Turnbull wants compulsory maths and science to make a return

Australian Prime Minister Malcolm Turnbull believes in order to boost Australia's STEM literacy levels, maths and science needs to be made compulsory for students until they finish high school.
Written by Aimee Chanthadavong, Contributor

Australian Prime Minister Malcolm Turnbull wants to make maths and science compulsory until they finish high school in a bid to increase the uptake of science, technology, engineering, and mathematics (STEM) subjects in the country.

"This is a big priority," he said on Monday.

"It's one of the areas we've gone backwards actually. In my generation you had to do maths or science to complete high school. Many parts of Australia now, you don't have to do that. We've got to get back to that and ensure that everyone is very literate in those STEM subjects. Science, maths, technology -- that's the future."

At the end of last year, the federal government pledged AU$48 million to improve STEM literacy, along with AU$51 million to help Australian students embrace the digital age and prepare for future jobs.

The AU$51 million will specifically go towards the formation of IT summer schools for students in years 9 and 10; an annual "cracking the code" competition for those in year 4 through 12; and online computing challenges for year 5 and year 7 students.

Teachers will also receive assistance with access to online support for preparing digital technology-based curriculum activities.

The five-year cash injections formed part of the government's AU$1.1 billion National Innovation and Science Agenda.

In addition, the Department of Education and Training went to tender last month to find an organisation to deploy its AU$6 million Early Learning STEM Australia (ELSA) pilot program, which supports its "inspiring STEM literacy" measure.

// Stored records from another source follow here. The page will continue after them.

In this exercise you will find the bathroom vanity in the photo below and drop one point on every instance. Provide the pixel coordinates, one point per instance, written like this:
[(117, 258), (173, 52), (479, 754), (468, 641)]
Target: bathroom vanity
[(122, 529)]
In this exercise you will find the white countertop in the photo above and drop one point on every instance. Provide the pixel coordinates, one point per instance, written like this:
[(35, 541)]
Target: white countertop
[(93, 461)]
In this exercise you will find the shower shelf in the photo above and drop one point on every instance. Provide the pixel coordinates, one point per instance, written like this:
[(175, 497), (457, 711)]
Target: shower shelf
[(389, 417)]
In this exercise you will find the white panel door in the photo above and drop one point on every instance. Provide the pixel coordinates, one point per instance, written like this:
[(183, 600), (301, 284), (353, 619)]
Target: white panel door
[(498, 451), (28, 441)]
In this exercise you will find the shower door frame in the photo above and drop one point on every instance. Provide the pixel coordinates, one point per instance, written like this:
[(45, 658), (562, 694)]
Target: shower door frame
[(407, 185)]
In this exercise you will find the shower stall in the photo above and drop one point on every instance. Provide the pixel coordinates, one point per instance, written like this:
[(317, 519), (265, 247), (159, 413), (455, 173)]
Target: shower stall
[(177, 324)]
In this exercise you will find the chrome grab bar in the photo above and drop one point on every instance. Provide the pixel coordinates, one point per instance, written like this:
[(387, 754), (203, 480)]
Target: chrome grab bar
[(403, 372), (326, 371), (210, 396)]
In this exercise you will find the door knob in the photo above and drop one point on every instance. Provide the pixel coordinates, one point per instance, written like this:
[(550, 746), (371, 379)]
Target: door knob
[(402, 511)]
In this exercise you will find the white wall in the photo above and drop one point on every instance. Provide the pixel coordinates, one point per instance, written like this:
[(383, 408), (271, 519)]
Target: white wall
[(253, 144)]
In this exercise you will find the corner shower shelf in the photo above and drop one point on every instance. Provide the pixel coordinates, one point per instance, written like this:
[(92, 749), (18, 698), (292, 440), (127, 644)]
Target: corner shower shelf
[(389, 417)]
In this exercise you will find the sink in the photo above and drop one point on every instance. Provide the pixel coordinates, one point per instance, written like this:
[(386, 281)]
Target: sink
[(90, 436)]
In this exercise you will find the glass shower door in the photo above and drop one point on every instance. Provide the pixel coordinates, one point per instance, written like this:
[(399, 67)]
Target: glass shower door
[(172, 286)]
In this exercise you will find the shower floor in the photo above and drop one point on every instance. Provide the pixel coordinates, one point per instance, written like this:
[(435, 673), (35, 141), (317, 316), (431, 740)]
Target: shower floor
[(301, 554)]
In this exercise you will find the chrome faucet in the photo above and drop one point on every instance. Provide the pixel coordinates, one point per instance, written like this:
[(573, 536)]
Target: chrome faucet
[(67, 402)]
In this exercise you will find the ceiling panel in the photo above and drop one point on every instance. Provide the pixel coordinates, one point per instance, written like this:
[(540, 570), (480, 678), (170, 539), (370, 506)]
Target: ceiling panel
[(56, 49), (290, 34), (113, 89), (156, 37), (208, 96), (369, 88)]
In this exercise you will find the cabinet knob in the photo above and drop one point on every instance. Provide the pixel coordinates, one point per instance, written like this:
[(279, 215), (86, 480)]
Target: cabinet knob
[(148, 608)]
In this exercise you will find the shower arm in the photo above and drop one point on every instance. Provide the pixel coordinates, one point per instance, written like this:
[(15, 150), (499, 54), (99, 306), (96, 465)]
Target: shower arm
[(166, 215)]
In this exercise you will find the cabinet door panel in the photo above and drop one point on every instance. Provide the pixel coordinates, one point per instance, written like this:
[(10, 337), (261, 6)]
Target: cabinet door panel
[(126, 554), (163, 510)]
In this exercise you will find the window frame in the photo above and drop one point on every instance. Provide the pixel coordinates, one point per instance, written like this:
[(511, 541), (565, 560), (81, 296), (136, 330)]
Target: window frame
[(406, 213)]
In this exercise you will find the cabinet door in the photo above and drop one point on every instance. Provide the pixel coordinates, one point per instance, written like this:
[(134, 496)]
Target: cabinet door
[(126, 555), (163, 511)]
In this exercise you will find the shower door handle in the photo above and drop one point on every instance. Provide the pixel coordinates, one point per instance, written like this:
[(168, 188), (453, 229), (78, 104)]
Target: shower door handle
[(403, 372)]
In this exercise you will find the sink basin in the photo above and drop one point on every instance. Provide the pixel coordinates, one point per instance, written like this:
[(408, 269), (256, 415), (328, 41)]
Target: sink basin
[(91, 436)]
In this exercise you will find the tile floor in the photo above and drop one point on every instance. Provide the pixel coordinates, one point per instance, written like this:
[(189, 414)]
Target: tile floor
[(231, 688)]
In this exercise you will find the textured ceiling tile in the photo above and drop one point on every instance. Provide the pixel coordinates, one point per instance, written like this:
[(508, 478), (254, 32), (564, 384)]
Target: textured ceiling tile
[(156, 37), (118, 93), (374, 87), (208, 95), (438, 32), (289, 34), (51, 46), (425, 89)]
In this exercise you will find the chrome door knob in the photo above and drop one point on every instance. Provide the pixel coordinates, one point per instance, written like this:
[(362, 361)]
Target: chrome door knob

The ELSA pilot program aims to provide the opportunity for young children to explore an online, play-based learning environment, which the government wants delivered through a series of mobile applications for tablet devices that are heavily STEM-based and will be used by preschool programs across the country.

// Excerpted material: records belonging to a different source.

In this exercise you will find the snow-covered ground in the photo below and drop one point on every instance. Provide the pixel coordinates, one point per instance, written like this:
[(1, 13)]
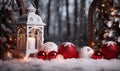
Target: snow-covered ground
[(60, 65)]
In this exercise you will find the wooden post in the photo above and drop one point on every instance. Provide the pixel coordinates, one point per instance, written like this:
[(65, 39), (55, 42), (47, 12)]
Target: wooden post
[(90, 22)]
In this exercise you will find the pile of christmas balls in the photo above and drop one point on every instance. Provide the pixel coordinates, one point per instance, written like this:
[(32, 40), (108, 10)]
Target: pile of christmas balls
[(50, 50)]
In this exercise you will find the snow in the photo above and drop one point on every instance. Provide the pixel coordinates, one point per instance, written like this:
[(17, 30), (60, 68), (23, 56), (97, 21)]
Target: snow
[(86, 52), (60, 65), (69, 44)]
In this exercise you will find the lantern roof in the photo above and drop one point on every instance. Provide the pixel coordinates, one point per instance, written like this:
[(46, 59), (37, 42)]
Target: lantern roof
[(30, 18)]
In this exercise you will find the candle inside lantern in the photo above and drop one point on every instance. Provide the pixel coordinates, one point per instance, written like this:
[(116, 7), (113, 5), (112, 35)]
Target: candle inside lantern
[(31, 43)]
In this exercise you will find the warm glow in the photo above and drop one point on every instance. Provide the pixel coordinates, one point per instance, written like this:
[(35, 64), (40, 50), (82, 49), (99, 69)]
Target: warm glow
[(59, 57), (24, 58), (10, 38), (9, 55), (103, 5), (93, 43)]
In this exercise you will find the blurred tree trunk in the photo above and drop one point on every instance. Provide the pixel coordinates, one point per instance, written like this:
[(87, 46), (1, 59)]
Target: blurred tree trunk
[(75, 18), (37, 5), (67, 18), (59, 19), (21, 6), (48, 18), (82, 20)]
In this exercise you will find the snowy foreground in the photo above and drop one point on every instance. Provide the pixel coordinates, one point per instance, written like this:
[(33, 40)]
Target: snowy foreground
[(60, 65)]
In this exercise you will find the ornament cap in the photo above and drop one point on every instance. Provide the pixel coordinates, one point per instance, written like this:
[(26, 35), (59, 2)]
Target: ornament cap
[(110, 43)]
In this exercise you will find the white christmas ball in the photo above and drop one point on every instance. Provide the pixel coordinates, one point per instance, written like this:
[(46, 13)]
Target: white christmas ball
[(86, 52), (49, 46), (117, 19)]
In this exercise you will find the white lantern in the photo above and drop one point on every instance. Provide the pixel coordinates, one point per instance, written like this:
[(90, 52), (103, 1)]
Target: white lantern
[(30, 32)]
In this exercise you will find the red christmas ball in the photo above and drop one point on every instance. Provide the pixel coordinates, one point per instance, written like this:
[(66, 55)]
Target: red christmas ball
[(68, 50), (97, 55), (41, 55), (110, 50), (52, 55)]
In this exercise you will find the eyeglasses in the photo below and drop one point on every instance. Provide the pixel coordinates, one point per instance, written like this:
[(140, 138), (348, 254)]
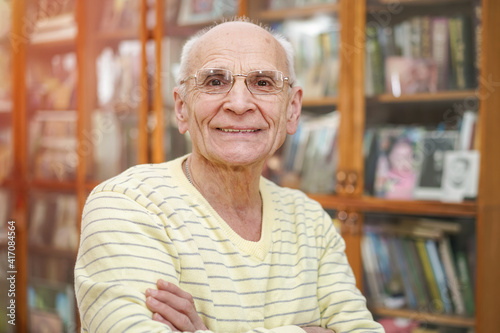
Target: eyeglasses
[(220, 81)]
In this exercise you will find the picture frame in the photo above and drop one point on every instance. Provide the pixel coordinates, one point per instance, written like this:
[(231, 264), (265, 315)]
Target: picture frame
[(434, 145), (460, 175), (192, 12), (397, 165)]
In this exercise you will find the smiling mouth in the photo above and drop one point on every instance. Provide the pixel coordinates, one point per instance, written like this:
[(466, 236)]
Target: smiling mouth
[(230, 130)]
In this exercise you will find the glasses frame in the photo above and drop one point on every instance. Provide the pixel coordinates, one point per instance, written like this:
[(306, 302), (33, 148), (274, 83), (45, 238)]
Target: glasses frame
[(286, 79)]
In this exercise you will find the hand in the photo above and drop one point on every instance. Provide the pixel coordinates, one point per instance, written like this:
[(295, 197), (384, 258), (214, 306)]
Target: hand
[(173, 307), (317, 330)]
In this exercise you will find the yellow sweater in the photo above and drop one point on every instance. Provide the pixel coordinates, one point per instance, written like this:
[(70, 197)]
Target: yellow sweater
[(150, 223)]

In addition to the ELSA program, Turnbull announced an AU$8 million initiative in February that he hopes will give 350,000 preschool children a "head start" in their careers.

Boosting STEM literacy has long been on the agenda for Turnbull, even before he was prime minister.

"Of our 600,000 workers in ICT, more than half work outside the traditional ICT sector," Turnbull said previously. "75 percent of the fastest-growing occupations require STEM skills, but only half of year 12 students are studying science; that's down from 94 percent 20 years ago.

"That is really a retrograde development, and we have to turn that around."

A report by Australia's Chief Scientist Dr Alan Finkel recently revealed that approximately only 10 percent of Australians are STEM qualified. Of the STEM-qualified population, approximately two thirds held Vocational Education and Training (VET) qualifications, while one third were higher education graduates with bachelor degrees or higher, the report stated.